Reservation renewal is automatic — libp2p refreshes each reservation 5 minutes before its 2-hour TTL expires, so no application-level renewal loop is required. The local relay watchdog handles the harder failure modes auto-renewal can't recover from:

  • a fully-dropped relay connection (TCP RST, NAT pinhole expiry, ISP routing flap), and
  • per-relay reservation loss when multi-reservation is enabled (e.g. a refresh that returns an error and removes the slot without retrying on the same relay) — without this, N reservations would silently degrade to N-1 and stay there until restart.

Commands

| Command | Description | |---------|-------------| | dkg init | Interactive setup — node name, role, relay | | dkg start [-f] | Start the node daemon (HTTP API + P2P); -f runs in foreground | | dkg stop | Graceful daemon shutdown | | dkg status | Node health, peer count, identity | | dkg logs | Tail the daemon log | | dkg peers | List connected peers and transport info | | dkg peer info <peer-id> | Inspect a peer's identity and addresses | | dkg send <name> <msg> | Encrypted direct message to a peer | | dkg chat <name> | Interactive chat with a peer | | dkg context-graph create <id> | Create a local context graph (project) | | dkg context-graph register <id> | Register an existing CG on-chain (unlocks Verified Memory) | | dkg context-graph list | List subscribed context graphs | | dkg context-graph invite <id> <peer> | Invite a peer to a curated CG | | dkg context-graph subscribe <id> | Subscribe to a CG without creating it | | dkg assertion import-file <name> -f <file> -c <cg> | Import a document into Working Memory | | dkg assertion promote <name> -c <cg> | Promote a WM assertion to Shared Working Memory | | dkg assertion query <name> -c <cg> | Read assertion quads from WM | | dkg shared-memory write <cg> | Write triples directly to Shared Working Memory | | dkg shared-memory publish <cg> | Publish from SWM to Verified Memory (costs TRAC) | | dkg publish <cg> | One-shot RDF publish to a context graph | | dkg verify <batchId> | Propose M-of-N verification for a published batch | | dkg endorse <ual> | Endorse a published Knowledge Asset | | dkg query [cg] -q <sparql> | SPARQL query against the local store | | dkg query-remote <peer> | Query a remote peer's knowledge store | | dkg subscribe <cg> | Subscribe to a context graph and sync its data | | dkg sync | Catch up on data from peers | | dkg index [directory] | Index a code repository into the dev-coordination CG | | dkg publisher ... | Inspect and control the async publisher (jobs, wallets, stats) | | dkg auth show | Display the current API auth token | | dkg auth rotate | Generate a new API auth token | | dkg wallet | Show operational wallet addresses and balances | | dkg set-ask <amount> | Set the node's on-chain ask (TRAC per KB·epoch) | | dkg openclaw setup | Install and configure the OpenClaw adapter | | dkg update | Update the node software (blue-green slots) | | dkg rollback | Roll back to the previous software slot |

Run dkg <command> --help for per-command options.

Source Workers

dkg source-worker run --config <path> runs a generic polling worker from a JSON config file. Treat that config as sensitive operator material, equivalent to the daemon's auth.token: it contains daemonToken and names a handlerModule that the CLI dynamically imports and executes in the worker process. Store it with the same access controls as auth.token, and do not commit it to a repository.
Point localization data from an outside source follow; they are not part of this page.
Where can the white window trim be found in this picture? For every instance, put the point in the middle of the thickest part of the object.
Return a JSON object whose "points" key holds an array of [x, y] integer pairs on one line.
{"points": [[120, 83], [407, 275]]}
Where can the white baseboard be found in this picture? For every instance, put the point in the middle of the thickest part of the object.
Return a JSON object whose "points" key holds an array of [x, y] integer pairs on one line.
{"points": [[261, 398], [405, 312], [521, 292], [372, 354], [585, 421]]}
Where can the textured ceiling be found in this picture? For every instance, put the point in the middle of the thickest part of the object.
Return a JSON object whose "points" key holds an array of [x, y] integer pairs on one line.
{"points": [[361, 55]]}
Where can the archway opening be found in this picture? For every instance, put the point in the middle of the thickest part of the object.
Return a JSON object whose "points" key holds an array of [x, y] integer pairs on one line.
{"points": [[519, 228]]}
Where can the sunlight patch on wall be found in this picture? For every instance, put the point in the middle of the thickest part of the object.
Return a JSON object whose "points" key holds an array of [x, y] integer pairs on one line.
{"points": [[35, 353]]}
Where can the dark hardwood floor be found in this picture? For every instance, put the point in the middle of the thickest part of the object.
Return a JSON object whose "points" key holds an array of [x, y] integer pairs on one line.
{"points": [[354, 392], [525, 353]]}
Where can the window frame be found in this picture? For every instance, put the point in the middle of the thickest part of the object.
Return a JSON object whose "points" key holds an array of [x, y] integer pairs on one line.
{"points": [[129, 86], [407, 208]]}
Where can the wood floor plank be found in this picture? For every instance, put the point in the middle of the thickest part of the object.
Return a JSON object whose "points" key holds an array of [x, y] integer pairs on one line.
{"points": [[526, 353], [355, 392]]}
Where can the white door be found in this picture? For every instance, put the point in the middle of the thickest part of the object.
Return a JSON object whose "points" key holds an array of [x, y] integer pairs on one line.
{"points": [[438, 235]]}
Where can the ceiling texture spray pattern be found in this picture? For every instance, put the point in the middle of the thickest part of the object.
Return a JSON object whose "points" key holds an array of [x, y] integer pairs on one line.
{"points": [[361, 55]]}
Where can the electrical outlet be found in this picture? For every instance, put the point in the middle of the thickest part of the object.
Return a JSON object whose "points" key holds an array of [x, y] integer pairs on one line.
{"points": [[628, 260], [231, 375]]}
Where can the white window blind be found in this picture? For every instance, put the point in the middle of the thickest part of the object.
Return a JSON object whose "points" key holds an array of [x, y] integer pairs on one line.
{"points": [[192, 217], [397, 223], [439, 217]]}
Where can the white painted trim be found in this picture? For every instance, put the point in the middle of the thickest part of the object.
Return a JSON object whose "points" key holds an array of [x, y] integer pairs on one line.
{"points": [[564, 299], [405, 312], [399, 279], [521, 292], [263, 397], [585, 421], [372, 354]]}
Handler modules export createSourceWorkerDeps(context), returning getFingerprint and processSource. getFingerprint(source) is the content identity contract for the worker: source content changes that affect emitted triples/assets must produce a different fingerprint, while unchanged source content must keep the same fingerprint across runs. Do not include wall-clock time, random values, transient job status, or other polling noise in the fingerprint.

Minimal config shape:

{
  "pollIntervalMs": 60000,
  "stateFile": "./state/source-worker.json",
  "daemonUrl": "http://127.0.0.1:9200",
  "daemonToken": "<contents of auth.token>",
  "handlerModule": "./handlers/source-worker.mjs",
  "handlerExport": "sourceWorker",
  "sources": [{ "id": "source-1" }]
}

The handler module is loaded from the config file's directory:

export const sourceWorker = {
  createSourceWorkerDeps({ sharedMemory, asyncLift }) {
    return {
      async getFingerprint(source) {
        return source.contentHash;
      },
      async processSource(source, fingerprint) {
        const share = await sharedMemory.share(source.contextGraphId, source.quads);
        const jobId = await asyncLift.lift({
          ...source.liftRequest,
          shareOperationId: share.shareOperationId
        });
        return {
          sourceId: source.id,
          skipped: false,
          jobIds: [jobId],
          jobStatuses: { [jobId]: "queued" },
          status: "queued",
          nextState: {
            fingerprint,
            lastStatus: "queued",
            lastJobIds: [jobId],
            lastJobStatuses: { [jobId]: "queued" }
          }
        };
      },
    };
  },
};

The worker state file is updated with a same-directory temp-file write, file fsync, atomic rename, and parent-directory fsync where supported so a crash does not truncate the previous state file.

HTTP API

When the daemon is running, it exposes a local HTTP API (default: http://localhost:9200). Key endpoint groups:

  • GET /api/status, GET /api/info — node status and health
  • POST /api/agent/register, GET /api/agent/identity — agent identity
  • POST /api/context-graph/create, /register, /invite, GET /api/context-graph/list — context graph management
  • POST /api/assertion/create, /{name}/write, /{name}/promote, /{name}/discard, /{name}/import-file, GET /api/assertion/{name}/history — Working Memory assertions
  • POST /api/shared-memory/write, /publish — Shared Working Memory and publishing to Verified Memory
  • POST /api/query, POST /api/query-remote — SPARQL querying
  • POST /api/endorse, POST /api/verify, POST /api/update — Verified Memory trust operations
  • GET /api/peers, GET /api/connections, GET /api/agents — network introspection
  • GET /api/wallets/balances, GET /api/chain/rpc-health — wallet and chain health
  • GET /api/events — Server-Sent Events stream for real-time notifications

The V9 GET /api/apps endpoint (and the /apps/* iframe host) was retired in V10 along with the installable apps framework — the daemon now returns 410 Gone on those paths. See Extending the Node below.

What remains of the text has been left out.